Entre nous; pas entrez-vous.

I wonder when the past is officially the past?

He kept saying to me that closure was overrated.

"Why do girls need it so much?" he asked me.

I couldn't answer that question. I always fail when questions like that are directed at me in such a bald manner. Of course, he didn't mean for this question to upset me, or for it to produce a speechlessness in me, but it did. I don't know why we need it, or if 'we' need it. I can only speak for myself. I only need that from those whom I have loved to the point of discomfort.

"Just move forward and don't turn back," he said.

"If only it were that easy," I said.

"But it is. And you keep threatening to do that to me."

And that was true. I keep threatening to push past him, not question him about his life or learn about what is going on in a regular fashion--to close the gate of communication. But with him, it can't be deliberate. It would be too performative. It would be as if I were shouting, "This avant garde play in which you and I were main characters is coming to a close! The final act is a upon us, the climax is well behind us and we are in a denoument."

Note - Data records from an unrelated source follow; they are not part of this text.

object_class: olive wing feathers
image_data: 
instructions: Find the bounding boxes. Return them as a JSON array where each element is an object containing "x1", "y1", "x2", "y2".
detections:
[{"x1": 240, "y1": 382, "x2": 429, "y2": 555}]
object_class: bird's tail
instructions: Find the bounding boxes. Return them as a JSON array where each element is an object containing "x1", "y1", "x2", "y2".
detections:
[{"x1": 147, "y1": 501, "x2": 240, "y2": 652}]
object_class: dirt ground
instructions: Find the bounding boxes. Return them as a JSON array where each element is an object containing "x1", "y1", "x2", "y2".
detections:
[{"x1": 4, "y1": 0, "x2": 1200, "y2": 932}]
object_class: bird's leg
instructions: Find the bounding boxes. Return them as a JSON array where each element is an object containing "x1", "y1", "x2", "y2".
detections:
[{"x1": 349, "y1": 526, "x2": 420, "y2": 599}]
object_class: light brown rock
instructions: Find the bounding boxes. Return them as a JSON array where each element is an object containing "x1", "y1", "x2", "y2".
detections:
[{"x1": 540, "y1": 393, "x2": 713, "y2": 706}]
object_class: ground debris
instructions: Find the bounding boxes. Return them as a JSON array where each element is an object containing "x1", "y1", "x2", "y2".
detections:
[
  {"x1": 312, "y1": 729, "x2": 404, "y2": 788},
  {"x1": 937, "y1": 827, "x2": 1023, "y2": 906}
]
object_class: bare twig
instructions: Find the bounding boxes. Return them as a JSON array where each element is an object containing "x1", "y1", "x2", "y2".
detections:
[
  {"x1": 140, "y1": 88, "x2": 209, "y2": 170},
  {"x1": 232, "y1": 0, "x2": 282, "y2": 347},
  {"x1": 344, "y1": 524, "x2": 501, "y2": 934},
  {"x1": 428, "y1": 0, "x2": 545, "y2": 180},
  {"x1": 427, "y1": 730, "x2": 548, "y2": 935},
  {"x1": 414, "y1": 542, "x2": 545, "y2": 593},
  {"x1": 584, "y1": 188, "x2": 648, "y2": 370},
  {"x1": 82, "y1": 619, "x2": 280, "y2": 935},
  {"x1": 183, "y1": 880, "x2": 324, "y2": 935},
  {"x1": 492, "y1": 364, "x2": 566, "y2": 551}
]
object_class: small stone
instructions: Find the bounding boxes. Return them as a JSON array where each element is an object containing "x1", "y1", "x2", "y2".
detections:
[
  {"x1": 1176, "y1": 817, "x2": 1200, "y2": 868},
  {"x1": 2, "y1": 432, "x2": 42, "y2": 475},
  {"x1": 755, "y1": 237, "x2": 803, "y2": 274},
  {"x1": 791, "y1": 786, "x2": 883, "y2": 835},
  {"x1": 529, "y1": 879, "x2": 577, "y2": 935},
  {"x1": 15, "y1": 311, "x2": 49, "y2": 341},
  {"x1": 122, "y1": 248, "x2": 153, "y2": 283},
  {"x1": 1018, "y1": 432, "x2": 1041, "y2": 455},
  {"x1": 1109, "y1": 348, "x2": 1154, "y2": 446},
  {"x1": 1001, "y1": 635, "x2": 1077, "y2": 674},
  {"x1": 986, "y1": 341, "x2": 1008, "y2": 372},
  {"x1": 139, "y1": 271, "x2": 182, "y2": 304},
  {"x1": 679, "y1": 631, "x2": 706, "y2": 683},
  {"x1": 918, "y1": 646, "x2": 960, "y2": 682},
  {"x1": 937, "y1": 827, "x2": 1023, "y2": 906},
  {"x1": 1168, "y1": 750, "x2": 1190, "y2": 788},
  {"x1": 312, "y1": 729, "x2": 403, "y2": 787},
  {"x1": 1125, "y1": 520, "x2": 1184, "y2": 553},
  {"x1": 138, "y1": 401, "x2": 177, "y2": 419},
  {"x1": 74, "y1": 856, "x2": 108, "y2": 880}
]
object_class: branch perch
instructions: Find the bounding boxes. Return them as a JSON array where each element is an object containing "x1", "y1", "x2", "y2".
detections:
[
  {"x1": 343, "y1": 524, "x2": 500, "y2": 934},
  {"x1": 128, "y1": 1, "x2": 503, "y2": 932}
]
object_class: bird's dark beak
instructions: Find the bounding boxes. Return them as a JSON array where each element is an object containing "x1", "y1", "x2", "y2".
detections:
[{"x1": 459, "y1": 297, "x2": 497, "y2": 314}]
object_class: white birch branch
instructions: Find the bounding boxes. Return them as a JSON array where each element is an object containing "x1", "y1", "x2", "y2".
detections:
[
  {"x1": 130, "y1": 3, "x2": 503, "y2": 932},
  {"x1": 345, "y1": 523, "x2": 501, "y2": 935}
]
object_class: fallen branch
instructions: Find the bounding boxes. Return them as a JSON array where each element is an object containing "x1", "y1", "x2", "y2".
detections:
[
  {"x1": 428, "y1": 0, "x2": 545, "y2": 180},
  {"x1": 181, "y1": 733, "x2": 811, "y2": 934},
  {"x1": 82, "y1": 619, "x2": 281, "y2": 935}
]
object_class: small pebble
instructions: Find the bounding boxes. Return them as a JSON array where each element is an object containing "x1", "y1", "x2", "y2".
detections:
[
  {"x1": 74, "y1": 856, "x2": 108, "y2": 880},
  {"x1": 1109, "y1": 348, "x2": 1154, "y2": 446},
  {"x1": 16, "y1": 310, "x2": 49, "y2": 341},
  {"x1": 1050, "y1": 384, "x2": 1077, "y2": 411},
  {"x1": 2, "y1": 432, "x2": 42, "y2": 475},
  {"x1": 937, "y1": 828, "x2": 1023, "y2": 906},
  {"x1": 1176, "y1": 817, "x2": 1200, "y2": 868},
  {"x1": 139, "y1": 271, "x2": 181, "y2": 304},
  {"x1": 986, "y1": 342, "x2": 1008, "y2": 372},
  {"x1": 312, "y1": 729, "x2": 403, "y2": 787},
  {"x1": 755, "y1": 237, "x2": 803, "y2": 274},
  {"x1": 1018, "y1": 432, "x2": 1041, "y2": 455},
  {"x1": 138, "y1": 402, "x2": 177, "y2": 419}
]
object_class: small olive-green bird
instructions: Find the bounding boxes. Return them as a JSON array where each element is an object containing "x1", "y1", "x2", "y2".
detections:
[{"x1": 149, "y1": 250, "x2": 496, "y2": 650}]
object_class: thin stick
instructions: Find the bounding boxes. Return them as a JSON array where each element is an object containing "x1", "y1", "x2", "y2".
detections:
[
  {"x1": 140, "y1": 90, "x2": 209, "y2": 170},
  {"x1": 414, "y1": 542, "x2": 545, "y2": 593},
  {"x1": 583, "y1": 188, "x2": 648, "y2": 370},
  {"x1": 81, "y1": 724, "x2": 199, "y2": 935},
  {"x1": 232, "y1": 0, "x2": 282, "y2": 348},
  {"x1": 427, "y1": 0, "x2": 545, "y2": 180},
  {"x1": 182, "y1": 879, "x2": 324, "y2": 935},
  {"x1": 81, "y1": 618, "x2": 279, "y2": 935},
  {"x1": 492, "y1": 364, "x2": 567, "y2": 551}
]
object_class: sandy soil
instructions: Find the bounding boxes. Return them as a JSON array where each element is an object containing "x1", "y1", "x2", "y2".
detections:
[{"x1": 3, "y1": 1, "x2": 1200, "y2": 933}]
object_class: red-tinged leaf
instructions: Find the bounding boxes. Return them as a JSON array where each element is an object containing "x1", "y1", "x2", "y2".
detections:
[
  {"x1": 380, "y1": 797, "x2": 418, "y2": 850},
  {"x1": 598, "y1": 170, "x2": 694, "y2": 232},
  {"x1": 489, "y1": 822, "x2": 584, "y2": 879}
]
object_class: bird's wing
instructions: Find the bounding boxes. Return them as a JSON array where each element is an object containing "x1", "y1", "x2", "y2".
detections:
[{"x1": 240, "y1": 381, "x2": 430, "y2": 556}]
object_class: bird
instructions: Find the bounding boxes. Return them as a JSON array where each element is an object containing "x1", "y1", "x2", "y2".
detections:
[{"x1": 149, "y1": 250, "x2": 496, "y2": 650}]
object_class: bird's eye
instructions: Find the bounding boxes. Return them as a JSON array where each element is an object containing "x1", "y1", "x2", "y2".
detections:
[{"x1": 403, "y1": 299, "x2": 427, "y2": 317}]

And in his passable French he would say, "Mais oui, mon amie, ca c'est vrai. Ca. C'est. Vrai."

It will happen, but like all things, it takes time. The time that seems intermnible when we are younger. I have forgotten that things take years to digest, or to understand fully.

Instead, I prolong this eventual denoument and wait for closure on something that whether I realize or not, is now relegated to the past.

I am like Friar Bacon, only I am not asleep. But don't you worry, I too have fucked things up and missed the chanting of the Brazen Head:

Time is. Time was. Time is past.

And she. She has said to me many times that it is best just to close up shop, end the play, finish the writing and "For god's sake. Know that it's okay to move on."

The Brazen head has already fallen to the floor.

I suppose then, yes. Yes. And more yes.

Time is, indeed, past.

2 comments:

Dexter Colt said...

So many things come to mind when I read this post- all over-shadowed by Brazen head. For Brazenhead is one of my most favorite songs by Clutch.

Moving on and not turning back- that's like a dine and dash. Sure, you might be able to get away with it...but you might get caught as well. And, who wants to go to jail for a dine and dash?

David said...

There's no such thing as closure. I tend to not think that's such a bad thing anymore.